Einquartierungen durch die Besatzungsmacht von 1945 bis 1956 und große Wohnungsnot infolge des 2. Weltkrieges
Nach dem Einmarsch der siegreichen amerikanischen Truppen am 28. März 1945 in Heuchelheim mussten zahlreiche Bewohner innerhalb weniger Stunden ihre Häuser verlassen. Dort nahmen die Besatzer Quartier. Die Hausbewohner durften meist nicht mal das Lebensnotwendige mitnehmen. Dieser Zustand herrschte jedoch nur kurze Zeit, bis die „Fronttruppe“ weitergezogen war. Die zweite Welle der Hausbeschlagnahmungen begann im Juli 1945 für die Etappensoldaten, meist ältere Leute mit Familien. Unsere Gemeinde befand sich insofern in einer ungünstigen Lage, als der Flughafen in Gießen zum größten amerikanischen Nachschubdepot ausgebaut wurde. Zahlreiche amerikanische Offiziere und Zivilangestellte der Besatzer, die in dem Depot tätig waren, mussten jetzt mit ihren Familien untergebracht werden. Da wegen der erheblichen Zerstörung Gießens die Häuser dort nicht ausreichten, wurden in Heuchelheim von Juli bis Oktober 1945 zunächst 42 der neuesten und schönsten Häuser beschlagnahmt. Dazu gehörten Objekte aus der Gießener Straße, Wilhelmstr., Heinestr., Rodheimer Str., Ludwig-Rinn-Str., Feldstr., Schillerstr., Mühlstr., Bahnstr. und am Hollerbusch. Darunter war die Turnhalle einschl. Wohnung sowie die Gastwirtschaften „Mühlchen“, „Zur Ludwigsburg“ und „Zum Treppchen“. Ein Teil dieser Häuser wurde später wieder geräumt. 32 Häuser aber blieben bis in die 50er Jahre beschlagnahmt. Die Hauseigentümer kamen meist bei Verwandten oder Bekannten notgedrungen beengt unter. Als 1952 immer noch zahlreiche Familien aus den beschlagnahmten Häusern in Notwohnungen untergebracht waren, entschloss sich die Gemeinde, für diese „Besatzungsverdrängte“ gemeindeeigene Wohnhäuser zu bauen. Es handelt sich um die Häuser in der hinteren Sudetenstraße Nr. 30 u. f. Im August 1955 waren es immer noch 17 Wohnungen, die von den Amerikanern belegt waren. Nach zehn Jahren der Beschlagnahme wurden die letzten im Jahre 1956 wieder für die Hauseigentümer nutzbar.

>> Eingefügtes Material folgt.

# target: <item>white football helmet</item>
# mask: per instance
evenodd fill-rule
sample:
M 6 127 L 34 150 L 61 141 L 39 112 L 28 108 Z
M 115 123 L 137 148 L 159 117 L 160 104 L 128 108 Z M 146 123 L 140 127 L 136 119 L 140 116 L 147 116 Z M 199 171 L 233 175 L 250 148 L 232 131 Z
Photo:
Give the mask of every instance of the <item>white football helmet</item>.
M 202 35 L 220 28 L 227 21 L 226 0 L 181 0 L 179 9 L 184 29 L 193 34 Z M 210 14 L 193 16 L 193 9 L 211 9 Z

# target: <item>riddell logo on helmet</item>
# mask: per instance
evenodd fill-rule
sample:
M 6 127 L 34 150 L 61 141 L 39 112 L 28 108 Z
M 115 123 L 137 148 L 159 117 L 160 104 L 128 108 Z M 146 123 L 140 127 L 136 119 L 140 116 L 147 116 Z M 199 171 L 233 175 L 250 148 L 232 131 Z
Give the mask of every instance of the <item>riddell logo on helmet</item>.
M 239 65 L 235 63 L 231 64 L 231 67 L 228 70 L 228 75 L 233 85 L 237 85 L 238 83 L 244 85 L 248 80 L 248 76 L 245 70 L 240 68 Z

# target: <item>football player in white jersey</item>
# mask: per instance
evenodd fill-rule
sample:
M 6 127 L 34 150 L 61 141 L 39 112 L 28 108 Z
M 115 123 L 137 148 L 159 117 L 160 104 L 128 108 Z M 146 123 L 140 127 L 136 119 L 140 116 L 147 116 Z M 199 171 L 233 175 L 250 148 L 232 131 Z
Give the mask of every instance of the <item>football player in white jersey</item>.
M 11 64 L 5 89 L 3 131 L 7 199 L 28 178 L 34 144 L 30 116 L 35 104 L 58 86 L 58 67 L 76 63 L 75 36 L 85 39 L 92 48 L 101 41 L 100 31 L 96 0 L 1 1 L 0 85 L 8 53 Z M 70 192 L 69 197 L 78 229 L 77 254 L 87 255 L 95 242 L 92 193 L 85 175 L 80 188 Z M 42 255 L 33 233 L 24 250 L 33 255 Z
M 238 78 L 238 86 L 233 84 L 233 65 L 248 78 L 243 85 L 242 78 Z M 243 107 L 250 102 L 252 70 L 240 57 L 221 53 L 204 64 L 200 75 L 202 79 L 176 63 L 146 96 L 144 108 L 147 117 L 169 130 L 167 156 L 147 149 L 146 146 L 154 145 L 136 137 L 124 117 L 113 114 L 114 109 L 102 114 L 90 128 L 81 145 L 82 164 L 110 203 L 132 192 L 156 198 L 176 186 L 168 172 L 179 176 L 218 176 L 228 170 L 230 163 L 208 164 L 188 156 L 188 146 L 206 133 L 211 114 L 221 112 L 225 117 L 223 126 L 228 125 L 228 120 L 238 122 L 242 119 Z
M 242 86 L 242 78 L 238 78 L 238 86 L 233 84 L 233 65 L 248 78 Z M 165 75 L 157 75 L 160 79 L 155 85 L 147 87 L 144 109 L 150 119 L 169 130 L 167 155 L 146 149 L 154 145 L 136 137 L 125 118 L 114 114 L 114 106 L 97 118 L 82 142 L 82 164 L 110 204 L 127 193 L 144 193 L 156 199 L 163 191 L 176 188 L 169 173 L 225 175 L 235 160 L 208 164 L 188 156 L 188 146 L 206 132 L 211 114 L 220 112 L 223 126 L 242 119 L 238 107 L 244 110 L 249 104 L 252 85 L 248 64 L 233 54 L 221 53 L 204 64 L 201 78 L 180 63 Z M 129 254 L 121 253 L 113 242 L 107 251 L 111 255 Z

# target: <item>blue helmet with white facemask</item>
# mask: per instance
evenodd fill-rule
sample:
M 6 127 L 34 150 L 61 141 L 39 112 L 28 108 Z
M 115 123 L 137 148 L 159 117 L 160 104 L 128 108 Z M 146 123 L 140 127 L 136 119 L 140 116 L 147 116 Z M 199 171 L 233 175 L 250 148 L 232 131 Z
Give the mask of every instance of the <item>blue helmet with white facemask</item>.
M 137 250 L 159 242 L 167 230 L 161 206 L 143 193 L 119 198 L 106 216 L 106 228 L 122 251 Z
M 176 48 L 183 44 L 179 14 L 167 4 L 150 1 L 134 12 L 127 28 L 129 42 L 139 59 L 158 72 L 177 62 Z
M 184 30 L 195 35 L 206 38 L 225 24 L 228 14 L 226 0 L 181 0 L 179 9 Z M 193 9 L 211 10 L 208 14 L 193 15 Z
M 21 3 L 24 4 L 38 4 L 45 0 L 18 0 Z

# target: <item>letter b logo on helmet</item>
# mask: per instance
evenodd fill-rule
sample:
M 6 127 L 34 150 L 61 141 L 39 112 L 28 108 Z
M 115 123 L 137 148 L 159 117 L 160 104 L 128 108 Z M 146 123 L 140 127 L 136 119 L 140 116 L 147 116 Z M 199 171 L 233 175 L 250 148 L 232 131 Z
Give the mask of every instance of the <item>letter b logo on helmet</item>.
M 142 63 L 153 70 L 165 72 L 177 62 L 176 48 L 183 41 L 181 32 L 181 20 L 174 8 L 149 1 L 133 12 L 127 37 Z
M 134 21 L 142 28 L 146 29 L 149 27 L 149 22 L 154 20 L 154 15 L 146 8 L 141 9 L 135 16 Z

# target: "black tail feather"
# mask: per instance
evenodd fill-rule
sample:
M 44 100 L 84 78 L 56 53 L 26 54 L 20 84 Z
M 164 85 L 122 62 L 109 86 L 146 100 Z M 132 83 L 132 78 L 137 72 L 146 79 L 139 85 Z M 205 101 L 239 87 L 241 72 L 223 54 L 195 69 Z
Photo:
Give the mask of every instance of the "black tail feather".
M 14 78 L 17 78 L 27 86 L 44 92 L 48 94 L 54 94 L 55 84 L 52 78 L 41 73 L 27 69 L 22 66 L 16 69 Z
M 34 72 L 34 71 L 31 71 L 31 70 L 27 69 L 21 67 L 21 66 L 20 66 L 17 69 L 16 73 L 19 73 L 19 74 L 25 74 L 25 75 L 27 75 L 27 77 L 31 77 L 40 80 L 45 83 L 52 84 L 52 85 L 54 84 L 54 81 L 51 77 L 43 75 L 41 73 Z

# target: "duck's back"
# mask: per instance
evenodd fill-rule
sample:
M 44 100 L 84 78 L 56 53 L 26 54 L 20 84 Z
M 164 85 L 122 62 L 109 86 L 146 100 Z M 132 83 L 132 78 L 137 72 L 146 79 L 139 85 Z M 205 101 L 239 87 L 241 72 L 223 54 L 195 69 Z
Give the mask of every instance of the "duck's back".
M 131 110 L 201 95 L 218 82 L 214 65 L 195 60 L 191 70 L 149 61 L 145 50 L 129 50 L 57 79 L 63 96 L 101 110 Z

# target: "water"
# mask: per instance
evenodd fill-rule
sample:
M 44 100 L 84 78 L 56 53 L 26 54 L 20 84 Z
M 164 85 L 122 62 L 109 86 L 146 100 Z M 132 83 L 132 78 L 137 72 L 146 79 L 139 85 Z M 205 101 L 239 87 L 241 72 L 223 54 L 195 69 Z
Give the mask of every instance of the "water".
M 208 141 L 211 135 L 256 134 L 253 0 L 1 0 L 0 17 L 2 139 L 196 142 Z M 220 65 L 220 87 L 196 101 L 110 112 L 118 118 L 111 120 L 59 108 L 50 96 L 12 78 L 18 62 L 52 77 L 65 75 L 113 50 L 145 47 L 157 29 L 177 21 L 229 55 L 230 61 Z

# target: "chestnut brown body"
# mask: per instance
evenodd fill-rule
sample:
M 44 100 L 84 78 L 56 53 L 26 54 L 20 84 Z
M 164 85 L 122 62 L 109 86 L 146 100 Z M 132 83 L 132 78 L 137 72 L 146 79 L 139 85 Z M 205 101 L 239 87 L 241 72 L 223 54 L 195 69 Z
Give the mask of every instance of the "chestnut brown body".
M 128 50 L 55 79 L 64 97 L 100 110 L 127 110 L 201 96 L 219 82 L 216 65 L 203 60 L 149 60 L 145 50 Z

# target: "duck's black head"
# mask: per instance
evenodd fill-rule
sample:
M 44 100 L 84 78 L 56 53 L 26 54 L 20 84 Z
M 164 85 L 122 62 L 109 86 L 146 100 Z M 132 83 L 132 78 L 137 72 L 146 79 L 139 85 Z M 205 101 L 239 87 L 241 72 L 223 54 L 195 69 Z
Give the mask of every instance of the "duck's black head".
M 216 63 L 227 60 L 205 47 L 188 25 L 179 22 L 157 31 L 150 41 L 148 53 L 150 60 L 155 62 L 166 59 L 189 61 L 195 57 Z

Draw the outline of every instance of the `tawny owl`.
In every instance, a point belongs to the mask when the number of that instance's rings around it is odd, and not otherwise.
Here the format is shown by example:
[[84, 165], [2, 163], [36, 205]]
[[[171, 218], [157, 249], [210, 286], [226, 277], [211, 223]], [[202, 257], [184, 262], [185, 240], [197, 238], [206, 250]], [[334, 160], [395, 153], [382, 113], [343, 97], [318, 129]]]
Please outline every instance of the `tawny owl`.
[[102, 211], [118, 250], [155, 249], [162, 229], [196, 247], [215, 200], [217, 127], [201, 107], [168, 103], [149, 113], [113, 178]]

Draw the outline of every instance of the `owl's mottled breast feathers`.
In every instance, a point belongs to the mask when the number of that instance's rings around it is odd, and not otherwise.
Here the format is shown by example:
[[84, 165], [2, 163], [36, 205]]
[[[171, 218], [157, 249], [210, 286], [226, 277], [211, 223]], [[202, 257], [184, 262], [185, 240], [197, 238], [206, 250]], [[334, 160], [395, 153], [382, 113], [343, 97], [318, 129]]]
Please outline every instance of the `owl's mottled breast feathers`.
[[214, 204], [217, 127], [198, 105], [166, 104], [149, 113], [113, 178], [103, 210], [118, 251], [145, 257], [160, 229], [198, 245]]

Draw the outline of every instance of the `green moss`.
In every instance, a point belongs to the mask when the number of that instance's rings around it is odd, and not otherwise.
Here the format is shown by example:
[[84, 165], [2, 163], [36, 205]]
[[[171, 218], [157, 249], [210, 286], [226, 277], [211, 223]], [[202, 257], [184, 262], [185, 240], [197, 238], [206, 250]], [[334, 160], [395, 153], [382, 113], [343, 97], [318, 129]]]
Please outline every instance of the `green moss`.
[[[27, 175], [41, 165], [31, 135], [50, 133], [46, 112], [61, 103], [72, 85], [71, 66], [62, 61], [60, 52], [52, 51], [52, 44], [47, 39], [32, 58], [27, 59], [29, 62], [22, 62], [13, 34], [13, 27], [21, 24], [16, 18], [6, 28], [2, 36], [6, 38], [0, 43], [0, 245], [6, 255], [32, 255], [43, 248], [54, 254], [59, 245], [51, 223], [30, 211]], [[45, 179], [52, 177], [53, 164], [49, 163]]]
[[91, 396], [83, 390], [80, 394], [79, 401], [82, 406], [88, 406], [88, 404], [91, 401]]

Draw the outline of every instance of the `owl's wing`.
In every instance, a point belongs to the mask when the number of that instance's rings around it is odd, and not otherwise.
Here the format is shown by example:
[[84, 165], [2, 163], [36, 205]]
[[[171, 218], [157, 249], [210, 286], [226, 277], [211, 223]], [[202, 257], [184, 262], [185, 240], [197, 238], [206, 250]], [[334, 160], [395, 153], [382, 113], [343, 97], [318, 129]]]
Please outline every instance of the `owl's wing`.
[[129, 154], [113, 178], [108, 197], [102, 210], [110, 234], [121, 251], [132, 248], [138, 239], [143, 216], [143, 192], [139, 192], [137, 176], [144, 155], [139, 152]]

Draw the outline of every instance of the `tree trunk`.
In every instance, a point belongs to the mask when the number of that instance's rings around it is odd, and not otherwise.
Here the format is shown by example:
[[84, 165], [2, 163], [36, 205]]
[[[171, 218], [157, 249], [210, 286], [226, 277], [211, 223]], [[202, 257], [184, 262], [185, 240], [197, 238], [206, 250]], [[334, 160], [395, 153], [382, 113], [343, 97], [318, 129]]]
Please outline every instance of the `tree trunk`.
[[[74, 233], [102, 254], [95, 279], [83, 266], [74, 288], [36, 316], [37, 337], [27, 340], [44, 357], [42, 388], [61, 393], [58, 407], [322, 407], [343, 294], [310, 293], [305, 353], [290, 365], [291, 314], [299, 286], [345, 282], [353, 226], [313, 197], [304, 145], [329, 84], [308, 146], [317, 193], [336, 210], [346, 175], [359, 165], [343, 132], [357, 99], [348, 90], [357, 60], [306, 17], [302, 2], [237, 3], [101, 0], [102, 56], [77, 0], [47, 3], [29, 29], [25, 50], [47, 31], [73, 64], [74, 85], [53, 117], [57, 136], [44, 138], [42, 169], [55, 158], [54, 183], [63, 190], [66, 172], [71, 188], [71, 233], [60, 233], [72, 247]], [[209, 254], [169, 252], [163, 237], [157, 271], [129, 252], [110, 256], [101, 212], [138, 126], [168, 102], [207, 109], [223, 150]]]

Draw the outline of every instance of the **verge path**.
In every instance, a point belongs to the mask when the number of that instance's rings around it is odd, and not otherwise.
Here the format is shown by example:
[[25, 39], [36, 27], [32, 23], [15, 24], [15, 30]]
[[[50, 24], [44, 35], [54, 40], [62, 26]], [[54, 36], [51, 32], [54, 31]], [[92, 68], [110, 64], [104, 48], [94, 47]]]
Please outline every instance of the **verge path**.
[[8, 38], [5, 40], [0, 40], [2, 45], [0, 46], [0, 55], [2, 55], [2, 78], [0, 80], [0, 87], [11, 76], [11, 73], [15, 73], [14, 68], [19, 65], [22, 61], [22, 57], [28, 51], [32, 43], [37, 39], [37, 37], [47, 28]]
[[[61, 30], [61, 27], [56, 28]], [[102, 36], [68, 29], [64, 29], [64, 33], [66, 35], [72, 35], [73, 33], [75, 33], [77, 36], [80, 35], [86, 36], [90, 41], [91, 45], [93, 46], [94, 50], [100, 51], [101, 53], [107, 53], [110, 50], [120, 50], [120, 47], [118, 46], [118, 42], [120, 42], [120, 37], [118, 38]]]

8 Wohnhäuser waren bereits im Dezember 1945 durch Bombenangriffe zerstört und zahlreiche weitere Gebäude beschädigt worden. Die Wohnungsnot verschärfte sich nochmals dramatisch, als ab Februar 1946 in Heuchelheim rd. 900 und in Kinzenbach rd. 400 Heimatvertriebene aufzunehmen waren, die im Wesentlichen aus dem Sudetenland und weiteren Ostgebieten kamen und lediglich ein bescheidenes Handgepäck mitbrachten. Die vorherigen Einwohnerzahlen erhöhten sich dadurch um über 30 %. Eine im Februar 1951 tagende Versammlung des Kulturrings richtete eine Entschließung an die Besatzungsmacht mit dem Appell, Wohnhäuser von der Beschlagnahmung zu entbinden. Darin hieß es auszugsweise: „Wir Heuchelheimer Ortsbürger sind zutiefst bedrückt durch die große Wohnungsnot. Es bestehen Verhältnisse, wo Eltern und Kinder zusammen in einem Raum wohnen, essen, schlafen und kochen müssen. Die Verhältnisse sind so schlimm, dass sich zur Wohnungsvermittlung bzw. Zuweisung weder ein Wohnungsamtsleiter noch der Wohnungsausschuss zur Verfügung stellt.“ Dieser Appell hatte keinen Erfolg. Erst etwa ab 1960 konnte die dringendste Wohnungsnot einigermaßen gelöst werden. Im Auftrag der Gemeinde waren Siedlungshäuser gebaut worden und die Vertriebenen gingen mit großem Fleiß unter gegenseitiger Hilfe daran, für ihren dringenden Wohnbedarf Häuser zu erstellen. Das folgende sogenannte „Wirtschaftswunder“ half sowohl Alt- wie Neubürger durch gemeinsamen Aufbauwillen auch aus der Wohnungsnot allmählich herauszufinden.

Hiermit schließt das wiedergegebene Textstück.